Wie ist oder war es bei euch? Hattet ihr genau die gleiche Technik wie ich oder habt ihr es ganz anders gemacht?
Wenn das Gehirn eine neue Sprache, dann verknüpft es ja zuerst alle türkischen Wörter mit den zugehörigen deutschen Wörtern. Von daher ist es nicht abwegig, dass man am Anfang noch in seiner Muttersprache denkt, übersetzt und dann antwortet. Doch, wenn die andere Sprache immer besser wird und man durch die türkische Sprache neue türkische Wörter lernt, wird es immer mehr unabhängig.
Es entstehen immer neue Verbindungen und irgendwann ist es möglich, türkisch zu verstehen und auch zu reden, ohne die Muttersprache dafür zu Hilfe zu nehmen. So würde ich es jedenfalls ganz allgemein erst einmal behaupten. Ich in kein Neurologe. Bei mir ist es auch so, dass ich in der Schulzeit englische Texte im Kopf anfangs immer übersetzt habe, um sie zu verstehen. Irgendwann kaufte ich mir allerdings ein Oxford-Lexikon, in dem die Wörter nicht übersetzt werden, sondern nur umschrieben. So lernt man wesentlich effektiver, weil man die Muttersprache nicht mehr benutzt und Wörter lernt, indem man sie mit anderen Wörtern der Fremdsprache umschreibt. Dadurch wird man unabhängiger und benötigt die Muttersprache nicht mehr als "Dolmetscher".

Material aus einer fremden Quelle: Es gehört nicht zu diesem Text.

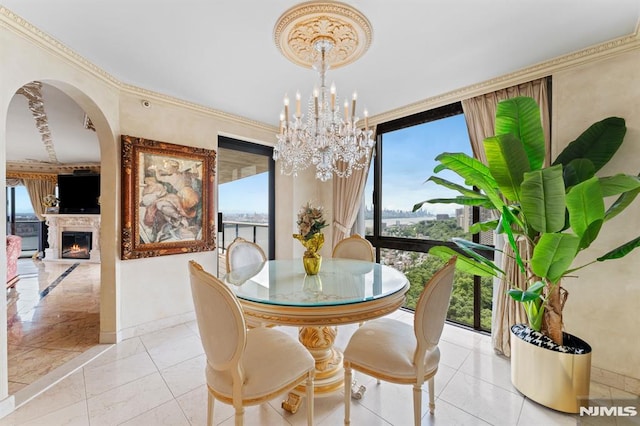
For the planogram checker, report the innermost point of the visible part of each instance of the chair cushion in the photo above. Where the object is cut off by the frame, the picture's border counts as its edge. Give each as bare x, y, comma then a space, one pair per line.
387, 346
271, 360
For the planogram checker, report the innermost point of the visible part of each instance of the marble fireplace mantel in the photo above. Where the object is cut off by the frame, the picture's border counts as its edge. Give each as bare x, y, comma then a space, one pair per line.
59, 223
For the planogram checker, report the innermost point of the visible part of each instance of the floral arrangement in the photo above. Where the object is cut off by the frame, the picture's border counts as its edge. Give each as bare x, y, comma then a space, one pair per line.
310, 221
50, 201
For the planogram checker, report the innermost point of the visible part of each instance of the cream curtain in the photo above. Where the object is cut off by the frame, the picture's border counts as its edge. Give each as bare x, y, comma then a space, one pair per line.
38, 189
480, 114
347, 197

Die Frage passt mir perfekt, denn ich befinde mich gerade in Frankreich und kann das daher sehr gut nachvollziehen.
Dazu muss man sagen, dass ich normalerweise viel mit der englischen Sprache zutun habe, das heißt, abgesehen von den englischen Songtexten schaue ich auch vorwiegend Filme und Serien auf Englisch (manche allerdings nur mit Untertiteln, manche Dialekte sind mir einfach zu krass). Ich habe auch einige Freunde in Großbritannien, mit denen ich regelmäßig schreibe oder per Skype telefoniere. Es ist für mich daher irgendwann etwas ganz Normales geworden, auf Englisch zu denken - auch, wenn mein Alltag dann doch eher "deutsch" ist. Diese Entwicklung, erst übersetzen zu müssen und später nicht mehr, ist eine Sache der Gewöhnung und tritt früher oder später zwangsläufig auf. Es ist ja auch logisch: Je öfter man bestimmte Dinge tut, desto leichter fallen sie einem. Das ist bei den Sprachen nicht anders.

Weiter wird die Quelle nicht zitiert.